Слухи росли, как сорняки после дождя. Ева их слышала, но старалась не обращать внимания. Добров тоже знал, о чём судачат, но ему было всё равно. Он был выше этого, или, может, ниже — просто устал настолько, что чужое мнение перестало иметь значение.

Однако однажды вечером, когда Ева, отогревшись, собиралась уходить к себе, он сказал:

— Скоро меня отсюда выживут. Знаете, Ева, такие вещи всегда заканчиваются плохо. Люди не любят чужаков. А мы с вами чужаки. Вы — потому что не местная. Я — потому что не похож на них.

Ева замерла.

— Куда же вы? — спросила она.

— А туда же, откуда пришёл. В Сибирь. Говорят, там и сейчас можно затеряться, начать всё сначала. Только вот… не знаю, дойду ли.
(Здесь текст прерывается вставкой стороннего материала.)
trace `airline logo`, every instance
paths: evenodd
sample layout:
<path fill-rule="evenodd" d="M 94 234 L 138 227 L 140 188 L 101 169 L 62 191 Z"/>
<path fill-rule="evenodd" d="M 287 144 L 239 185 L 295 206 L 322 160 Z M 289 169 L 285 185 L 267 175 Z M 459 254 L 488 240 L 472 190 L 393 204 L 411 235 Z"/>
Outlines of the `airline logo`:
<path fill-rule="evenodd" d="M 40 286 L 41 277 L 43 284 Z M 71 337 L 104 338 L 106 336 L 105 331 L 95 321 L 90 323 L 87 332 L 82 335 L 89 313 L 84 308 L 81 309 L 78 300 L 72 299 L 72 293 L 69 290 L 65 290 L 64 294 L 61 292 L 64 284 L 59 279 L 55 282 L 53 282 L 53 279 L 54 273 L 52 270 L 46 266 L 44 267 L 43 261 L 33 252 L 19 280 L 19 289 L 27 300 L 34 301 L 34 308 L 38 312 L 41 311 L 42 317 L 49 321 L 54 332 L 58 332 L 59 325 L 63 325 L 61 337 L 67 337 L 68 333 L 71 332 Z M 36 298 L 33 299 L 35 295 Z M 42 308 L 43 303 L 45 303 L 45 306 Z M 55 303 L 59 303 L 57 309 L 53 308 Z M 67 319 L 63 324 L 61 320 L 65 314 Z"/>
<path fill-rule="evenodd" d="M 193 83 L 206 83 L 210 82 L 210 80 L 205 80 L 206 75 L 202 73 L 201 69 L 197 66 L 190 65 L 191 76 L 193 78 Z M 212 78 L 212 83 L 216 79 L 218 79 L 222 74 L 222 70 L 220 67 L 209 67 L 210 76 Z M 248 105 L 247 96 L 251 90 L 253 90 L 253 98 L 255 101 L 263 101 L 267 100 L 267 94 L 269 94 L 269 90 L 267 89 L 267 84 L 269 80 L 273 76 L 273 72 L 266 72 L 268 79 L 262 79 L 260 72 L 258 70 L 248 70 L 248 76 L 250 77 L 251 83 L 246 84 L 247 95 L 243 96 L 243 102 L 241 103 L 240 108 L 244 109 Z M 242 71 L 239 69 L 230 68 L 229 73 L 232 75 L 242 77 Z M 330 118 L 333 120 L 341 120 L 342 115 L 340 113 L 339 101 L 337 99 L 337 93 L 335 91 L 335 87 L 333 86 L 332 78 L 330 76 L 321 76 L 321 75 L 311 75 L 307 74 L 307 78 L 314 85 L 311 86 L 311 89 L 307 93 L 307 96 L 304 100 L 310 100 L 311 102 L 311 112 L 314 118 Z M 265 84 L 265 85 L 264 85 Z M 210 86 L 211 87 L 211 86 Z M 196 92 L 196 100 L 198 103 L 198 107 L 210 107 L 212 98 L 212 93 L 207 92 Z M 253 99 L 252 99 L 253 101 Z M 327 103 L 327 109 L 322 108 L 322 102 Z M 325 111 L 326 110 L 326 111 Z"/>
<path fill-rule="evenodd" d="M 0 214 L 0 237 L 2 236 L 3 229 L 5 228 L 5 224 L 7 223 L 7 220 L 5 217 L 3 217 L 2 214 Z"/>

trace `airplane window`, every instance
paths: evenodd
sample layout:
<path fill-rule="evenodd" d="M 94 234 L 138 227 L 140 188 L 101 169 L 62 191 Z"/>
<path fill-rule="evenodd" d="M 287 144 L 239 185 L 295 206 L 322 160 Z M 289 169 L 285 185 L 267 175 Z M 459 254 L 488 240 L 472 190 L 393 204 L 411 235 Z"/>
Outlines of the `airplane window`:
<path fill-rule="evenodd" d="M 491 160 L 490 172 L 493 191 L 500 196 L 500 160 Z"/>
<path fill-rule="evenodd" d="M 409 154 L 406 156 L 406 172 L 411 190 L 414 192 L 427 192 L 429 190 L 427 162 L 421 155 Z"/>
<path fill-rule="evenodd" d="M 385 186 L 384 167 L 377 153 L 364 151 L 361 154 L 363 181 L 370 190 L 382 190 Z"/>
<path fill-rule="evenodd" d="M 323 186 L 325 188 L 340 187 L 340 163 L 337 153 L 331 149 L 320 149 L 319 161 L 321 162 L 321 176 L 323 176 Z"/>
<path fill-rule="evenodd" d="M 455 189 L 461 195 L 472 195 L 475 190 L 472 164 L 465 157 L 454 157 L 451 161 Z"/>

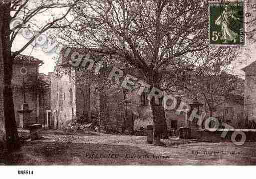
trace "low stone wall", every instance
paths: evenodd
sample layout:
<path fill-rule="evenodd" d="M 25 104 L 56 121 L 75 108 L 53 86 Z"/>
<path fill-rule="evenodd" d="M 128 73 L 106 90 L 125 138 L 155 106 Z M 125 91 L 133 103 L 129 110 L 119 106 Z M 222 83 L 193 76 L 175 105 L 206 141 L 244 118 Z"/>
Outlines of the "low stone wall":
<path fill-rule="evenodd" d="M 197 139 L 199 141 L 209 142 L 231 141 L 231 136 L 235 131 L 244 132 L 246 135 L 246 142 L 256 142 L 256 130 L 254 129 L 219 129 L 215 132 L 210 131 L 208 129 L 203 129 L 197 131 Z M 227 133 L 225 138 L 221 137 L 223 133 Z M 241 140 L 239 136 L 240 135 L 238 135 L 238 141 Z"/>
Он посмотрел на свою искалеченную ногу, на трость, на книги, которые, наверное, были ему дороже жизни.

— Возьмите меня с собой, — вдруг сказала Ева. Слова вырвались сами, без спроса, без раздумий. Она сама испугалась того, что произнесла.

Добров медленно поднял голову.

— Вы с ума сошли, — сказал он тихо. — Я старый, хромой, бездомный. Я вам не нужен.

— А вы мне нужны, — ответила Ева. — Мите нужны. Не для того, чтобы жениться. А чтобы… чтобы не быть одной.

Они смотрели друг на друга долгую минуту. В печи прогорали дрова, и огонь бросал на их лица красные, пляшущие тени.

— Подумайте, — сказал Добров. — Утром ответите.

Утром она уже стояла у его порога с узлом, в котором лежало всё её богатство — смена пелёнок для Мити, материн молитвослов, завернутый в тряпицу, да горбушка хлеба, припасённая на чёрный день.

— Я согласна, — сказала она.

Он кивнул.

— Тогда собирайтесь. Уходим сегодня ночью.


Путь в неизвестность

Они ушли под покровом темноты, когда луна спряталась за тяжёлые тучи, а снегопад замел их следы быстрее, чем кто-либо успел бы их заметить. Добров шёл впереди, опираясь на трость, иногда останавливался, переводил дух. Ева с Митькой на руках двигалась следом, стараясь ступать в его следы, чтобы не провалиться в сугроб.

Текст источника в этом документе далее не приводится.